Germany’s first offshore wind farm
Geology and GeographyAfter seven months of construction, Germany’s first offshore wind farm has gone into operation. “Alpha ventus” is the name of the 250 million euro facility located 45 kilometres off the North Sea island of Borkum. In the future, the wind farm will supply electricity for 50,000 households.
Far off the coast they stand in 30-metre deep water, the twelve test wind turbines of “alpha ventus”. It is by no means the first installation of its kind: more than 300 wind farms in the North Sea already supply electricity from the high seas. In the Baltic Sea, too, there are already individual wind turbines generating energy.
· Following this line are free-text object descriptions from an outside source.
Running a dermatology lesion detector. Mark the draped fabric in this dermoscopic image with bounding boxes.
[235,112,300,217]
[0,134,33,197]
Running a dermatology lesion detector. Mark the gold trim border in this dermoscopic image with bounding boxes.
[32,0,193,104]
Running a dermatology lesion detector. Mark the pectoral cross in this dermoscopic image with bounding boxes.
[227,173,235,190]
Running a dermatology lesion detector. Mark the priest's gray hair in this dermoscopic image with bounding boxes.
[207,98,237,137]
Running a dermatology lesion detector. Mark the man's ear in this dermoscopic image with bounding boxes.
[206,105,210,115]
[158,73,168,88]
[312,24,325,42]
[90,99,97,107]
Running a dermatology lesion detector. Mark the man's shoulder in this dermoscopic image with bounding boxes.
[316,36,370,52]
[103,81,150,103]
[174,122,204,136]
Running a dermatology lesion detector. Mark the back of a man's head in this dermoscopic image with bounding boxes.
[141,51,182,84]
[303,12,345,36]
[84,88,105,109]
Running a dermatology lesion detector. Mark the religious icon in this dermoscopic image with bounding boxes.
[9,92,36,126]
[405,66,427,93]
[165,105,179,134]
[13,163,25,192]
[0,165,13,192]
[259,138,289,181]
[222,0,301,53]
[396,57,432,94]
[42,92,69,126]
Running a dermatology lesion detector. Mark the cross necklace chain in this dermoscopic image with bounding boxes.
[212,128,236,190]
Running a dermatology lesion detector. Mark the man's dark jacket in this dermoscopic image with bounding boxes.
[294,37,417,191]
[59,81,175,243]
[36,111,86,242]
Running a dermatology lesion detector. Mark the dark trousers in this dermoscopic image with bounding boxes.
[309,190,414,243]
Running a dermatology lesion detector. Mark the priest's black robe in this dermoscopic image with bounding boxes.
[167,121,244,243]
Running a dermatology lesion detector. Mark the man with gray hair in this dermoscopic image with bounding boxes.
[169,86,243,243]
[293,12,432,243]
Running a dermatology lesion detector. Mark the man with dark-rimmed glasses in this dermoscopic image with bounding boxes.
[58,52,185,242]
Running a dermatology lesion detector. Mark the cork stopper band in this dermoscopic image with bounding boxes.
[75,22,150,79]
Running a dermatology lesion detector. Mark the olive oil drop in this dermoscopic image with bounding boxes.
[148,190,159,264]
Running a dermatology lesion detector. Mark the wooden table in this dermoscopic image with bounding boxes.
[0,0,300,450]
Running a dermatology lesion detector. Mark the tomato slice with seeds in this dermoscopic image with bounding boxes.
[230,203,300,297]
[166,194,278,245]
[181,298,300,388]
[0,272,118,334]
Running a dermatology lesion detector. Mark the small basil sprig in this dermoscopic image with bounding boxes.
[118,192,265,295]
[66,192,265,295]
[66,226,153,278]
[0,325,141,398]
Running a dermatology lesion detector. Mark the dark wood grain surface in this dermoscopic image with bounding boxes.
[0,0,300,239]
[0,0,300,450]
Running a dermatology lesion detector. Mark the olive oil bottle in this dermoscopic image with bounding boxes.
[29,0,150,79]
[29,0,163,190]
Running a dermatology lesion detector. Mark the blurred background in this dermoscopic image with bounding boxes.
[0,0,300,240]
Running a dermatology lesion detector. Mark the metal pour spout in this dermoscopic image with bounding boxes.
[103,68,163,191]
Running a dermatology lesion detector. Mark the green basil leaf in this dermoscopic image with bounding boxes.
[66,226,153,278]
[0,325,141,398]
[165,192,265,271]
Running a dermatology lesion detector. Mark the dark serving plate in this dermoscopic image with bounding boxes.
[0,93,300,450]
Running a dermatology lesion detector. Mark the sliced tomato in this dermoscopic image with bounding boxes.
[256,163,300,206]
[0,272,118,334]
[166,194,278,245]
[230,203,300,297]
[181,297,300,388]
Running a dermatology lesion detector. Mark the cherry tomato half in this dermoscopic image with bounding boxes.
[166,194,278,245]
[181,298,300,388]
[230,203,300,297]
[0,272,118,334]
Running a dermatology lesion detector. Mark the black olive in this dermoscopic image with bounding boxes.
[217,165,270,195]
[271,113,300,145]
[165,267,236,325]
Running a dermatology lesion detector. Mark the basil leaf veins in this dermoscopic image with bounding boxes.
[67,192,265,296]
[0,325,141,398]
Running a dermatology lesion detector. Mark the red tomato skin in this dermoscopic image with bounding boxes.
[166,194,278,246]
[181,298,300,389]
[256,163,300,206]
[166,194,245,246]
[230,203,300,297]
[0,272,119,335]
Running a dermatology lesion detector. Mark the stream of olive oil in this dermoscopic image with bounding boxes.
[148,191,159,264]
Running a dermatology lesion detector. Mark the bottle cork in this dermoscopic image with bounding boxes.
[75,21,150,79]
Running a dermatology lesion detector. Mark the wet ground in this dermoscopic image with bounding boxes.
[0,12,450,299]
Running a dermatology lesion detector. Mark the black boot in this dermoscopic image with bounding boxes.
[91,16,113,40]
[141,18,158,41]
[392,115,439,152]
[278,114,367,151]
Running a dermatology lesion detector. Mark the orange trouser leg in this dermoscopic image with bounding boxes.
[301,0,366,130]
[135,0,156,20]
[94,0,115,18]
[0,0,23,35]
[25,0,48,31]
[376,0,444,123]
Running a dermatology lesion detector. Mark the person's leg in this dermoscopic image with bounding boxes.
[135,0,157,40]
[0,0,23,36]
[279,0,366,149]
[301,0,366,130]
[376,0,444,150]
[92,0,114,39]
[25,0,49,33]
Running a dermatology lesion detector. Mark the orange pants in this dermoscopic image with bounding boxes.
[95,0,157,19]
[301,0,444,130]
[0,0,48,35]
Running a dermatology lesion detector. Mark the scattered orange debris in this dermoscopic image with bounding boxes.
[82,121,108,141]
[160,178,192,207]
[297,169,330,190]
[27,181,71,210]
Further plants are being planned or are already under construction.
One argument in favour of offshore wind farms is that they can generate almost twice as much electricity as wind farms on land. However, the construction of offshore plants is more complex and therefore more expensive. For example, most of the individual components have to be pre-assembled on land and then transported across the sea. The maintenance of the technology is also correspondingly more expensive.
Experts nevertheless affirm that the future of wind power lies at sea. The wind conditions here are simply better than on land. The German government plans that by 2030 more than half of the electricity generated by wind power will come from offshore plants. Wind turbines at sea are to make a significant contribution to implementing the German energy turnaround.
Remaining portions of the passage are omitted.